Despite being highly oncogenic target which has garnered significant interest from the pharma industry, eIF4E has remained an evasive target for researchers.

It is crucial to the successful launch of protein manufacture and cancer proliferation, and has been linked to poor disease prognosis and resistance to certain therapies.

“We look forward to working with Effector with the goal of bringing a promising new therapy to patients with various treatment-refractory cancers,” said Jeff Settleman, senior vice president and chief scientific officer, oncology, worldwide research, development & medical, Pfizer.

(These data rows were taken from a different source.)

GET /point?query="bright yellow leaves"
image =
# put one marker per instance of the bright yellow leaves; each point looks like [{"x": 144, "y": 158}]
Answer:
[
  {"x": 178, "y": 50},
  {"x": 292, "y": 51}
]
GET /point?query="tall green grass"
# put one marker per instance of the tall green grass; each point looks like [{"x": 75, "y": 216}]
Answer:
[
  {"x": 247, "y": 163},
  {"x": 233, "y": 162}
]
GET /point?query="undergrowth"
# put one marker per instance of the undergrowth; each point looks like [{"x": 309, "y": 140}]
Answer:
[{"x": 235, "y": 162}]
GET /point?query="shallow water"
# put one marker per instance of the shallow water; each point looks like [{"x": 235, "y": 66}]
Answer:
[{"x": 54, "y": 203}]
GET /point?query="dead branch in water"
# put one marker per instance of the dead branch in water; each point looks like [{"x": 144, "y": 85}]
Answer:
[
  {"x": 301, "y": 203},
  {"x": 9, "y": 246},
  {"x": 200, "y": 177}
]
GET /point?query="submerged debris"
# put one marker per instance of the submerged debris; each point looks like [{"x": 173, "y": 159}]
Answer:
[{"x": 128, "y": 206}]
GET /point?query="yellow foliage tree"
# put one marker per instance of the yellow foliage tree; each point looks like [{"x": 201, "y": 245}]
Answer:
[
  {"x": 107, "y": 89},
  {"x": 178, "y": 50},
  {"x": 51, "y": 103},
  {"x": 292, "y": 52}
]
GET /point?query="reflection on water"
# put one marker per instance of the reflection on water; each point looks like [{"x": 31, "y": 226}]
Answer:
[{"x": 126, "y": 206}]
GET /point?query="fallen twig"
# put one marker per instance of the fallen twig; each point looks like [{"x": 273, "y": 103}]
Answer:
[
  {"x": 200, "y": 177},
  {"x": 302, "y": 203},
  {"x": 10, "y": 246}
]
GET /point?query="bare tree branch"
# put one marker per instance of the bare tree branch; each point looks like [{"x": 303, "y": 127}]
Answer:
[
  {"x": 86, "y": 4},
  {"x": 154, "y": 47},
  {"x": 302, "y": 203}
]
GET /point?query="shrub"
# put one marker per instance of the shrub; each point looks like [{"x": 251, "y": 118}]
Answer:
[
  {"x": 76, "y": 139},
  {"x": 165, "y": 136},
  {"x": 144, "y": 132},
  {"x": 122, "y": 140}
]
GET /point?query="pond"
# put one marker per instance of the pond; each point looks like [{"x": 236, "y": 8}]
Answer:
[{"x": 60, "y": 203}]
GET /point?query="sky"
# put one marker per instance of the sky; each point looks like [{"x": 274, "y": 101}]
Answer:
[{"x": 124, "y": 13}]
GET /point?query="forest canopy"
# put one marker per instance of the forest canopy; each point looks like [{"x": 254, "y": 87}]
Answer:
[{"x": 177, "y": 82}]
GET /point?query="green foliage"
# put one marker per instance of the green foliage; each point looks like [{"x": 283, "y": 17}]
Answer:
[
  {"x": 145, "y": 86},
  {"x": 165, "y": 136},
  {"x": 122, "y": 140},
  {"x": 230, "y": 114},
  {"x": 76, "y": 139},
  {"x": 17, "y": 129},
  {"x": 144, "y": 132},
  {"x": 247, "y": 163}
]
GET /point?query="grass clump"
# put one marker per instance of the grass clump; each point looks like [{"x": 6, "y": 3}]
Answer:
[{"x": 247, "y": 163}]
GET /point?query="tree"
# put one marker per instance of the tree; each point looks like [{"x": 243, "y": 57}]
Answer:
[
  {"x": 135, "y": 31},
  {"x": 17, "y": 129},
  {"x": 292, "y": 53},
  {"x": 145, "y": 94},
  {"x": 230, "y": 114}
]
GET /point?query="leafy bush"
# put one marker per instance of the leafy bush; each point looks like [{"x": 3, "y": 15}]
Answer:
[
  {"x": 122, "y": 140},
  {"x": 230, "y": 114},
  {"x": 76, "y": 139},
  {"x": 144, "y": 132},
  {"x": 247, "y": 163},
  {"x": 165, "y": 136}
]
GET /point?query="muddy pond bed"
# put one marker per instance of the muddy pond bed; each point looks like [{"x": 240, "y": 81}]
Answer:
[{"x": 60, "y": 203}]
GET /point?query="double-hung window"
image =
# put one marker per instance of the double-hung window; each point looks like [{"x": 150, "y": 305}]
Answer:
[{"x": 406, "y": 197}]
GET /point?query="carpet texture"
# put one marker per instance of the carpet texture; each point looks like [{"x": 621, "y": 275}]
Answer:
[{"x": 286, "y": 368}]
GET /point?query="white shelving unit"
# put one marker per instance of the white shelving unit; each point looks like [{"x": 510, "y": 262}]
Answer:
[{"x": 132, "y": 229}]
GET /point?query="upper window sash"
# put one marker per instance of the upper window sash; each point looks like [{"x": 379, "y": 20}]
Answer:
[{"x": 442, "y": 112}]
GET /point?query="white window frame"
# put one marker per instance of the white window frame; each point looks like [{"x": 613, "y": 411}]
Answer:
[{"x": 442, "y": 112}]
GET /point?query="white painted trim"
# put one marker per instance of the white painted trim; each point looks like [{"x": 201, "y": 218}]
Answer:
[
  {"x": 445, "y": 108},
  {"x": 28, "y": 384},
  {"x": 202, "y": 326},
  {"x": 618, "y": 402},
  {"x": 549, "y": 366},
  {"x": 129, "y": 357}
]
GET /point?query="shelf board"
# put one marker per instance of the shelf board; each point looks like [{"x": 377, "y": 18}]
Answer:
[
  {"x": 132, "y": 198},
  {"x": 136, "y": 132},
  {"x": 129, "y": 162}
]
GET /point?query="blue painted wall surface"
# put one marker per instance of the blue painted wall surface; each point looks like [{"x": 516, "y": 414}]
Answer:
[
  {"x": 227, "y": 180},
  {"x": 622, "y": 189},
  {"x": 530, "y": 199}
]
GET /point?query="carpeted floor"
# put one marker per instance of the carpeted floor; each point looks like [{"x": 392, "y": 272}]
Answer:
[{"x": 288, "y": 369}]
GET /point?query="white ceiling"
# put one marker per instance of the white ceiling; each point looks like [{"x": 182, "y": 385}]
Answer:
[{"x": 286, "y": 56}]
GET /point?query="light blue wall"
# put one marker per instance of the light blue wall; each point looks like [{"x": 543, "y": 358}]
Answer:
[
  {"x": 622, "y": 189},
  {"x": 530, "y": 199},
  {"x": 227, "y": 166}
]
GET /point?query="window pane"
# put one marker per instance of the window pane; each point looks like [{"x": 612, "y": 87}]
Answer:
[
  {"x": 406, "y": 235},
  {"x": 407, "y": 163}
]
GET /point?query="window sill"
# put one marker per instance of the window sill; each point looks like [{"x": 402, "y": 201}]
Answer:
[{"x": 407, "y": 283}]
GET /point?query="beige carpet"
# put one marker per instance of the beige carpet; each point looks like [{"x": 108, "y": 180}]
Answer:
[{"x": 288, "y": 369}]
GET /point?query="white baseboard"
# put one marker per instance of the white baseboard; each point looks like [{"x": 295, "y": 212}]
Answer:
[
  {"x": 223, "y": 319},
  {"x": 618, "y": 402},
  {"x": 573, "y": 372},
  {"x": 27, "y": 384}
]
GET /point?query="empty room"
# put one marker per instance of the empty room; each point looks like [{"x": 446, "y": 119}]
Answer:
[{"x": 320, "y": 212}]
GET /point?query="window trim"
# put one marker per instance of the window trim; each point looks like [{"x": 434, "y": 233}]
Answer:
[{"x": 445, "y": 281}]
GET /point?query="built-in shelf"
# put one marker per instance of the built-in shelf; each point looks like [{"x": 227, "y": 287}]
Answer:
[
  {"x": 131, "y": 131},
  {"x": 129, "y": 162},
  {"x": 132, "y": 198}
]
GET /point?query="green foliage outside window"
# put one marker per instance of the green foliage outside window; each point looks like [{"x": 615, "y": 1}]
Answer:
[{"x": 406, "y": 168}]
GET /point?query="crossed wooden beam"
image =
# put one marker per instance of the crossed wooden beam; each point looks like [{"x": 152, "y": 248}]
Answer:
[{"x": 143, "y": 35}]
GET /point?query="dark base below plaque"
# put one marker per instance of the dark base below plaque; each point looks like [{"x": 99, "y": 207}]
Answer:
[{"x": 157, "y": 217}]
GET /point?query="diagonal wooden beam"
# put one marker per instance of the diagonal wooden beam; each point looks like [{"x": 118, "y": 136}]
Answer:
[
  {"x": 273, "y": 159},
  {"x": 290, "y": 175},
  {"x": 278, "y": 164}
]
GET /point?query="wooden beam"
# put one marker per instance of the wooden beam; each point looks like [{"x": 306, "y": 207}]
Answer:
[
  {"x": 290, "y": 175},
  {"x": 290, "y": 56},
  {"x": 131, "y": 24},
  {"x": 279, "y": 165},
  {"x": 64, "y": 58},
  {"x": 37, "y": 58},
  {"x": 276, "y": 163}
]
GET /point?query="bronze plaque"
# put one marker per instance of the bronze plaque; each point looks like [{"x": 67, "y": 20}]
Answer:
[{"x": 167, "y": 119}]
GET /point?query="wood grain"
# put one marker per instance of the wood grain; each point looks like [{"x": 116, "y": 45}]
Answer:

The effector protein plays its part near the end of the protein manufacturing process, with researchers believing that by focusing on the end of the pathway problems created by earlier pathway mutations can also be resolved.

Under the terms of the agreement, Effector is set to received an upfront payment of $15m, with an additional potential to gain $492m in R&D funding, development and sales milestone payments.

It will also receive royalties on any sales of products that emerge from the collaboration, and also has the option to enter into a co-promotion and profit and loss share arrangement in the US.

Effector’s lead candidate – tomivosertib (eFT508) – is currently in phase 2 clinical trials for the treatment of a range of cancer types. This includes patients with any KRAS mutation, amplifications or fusions in HER2, ERBB3, FGFR1 or FGFR2 receptor tyrosine kinases.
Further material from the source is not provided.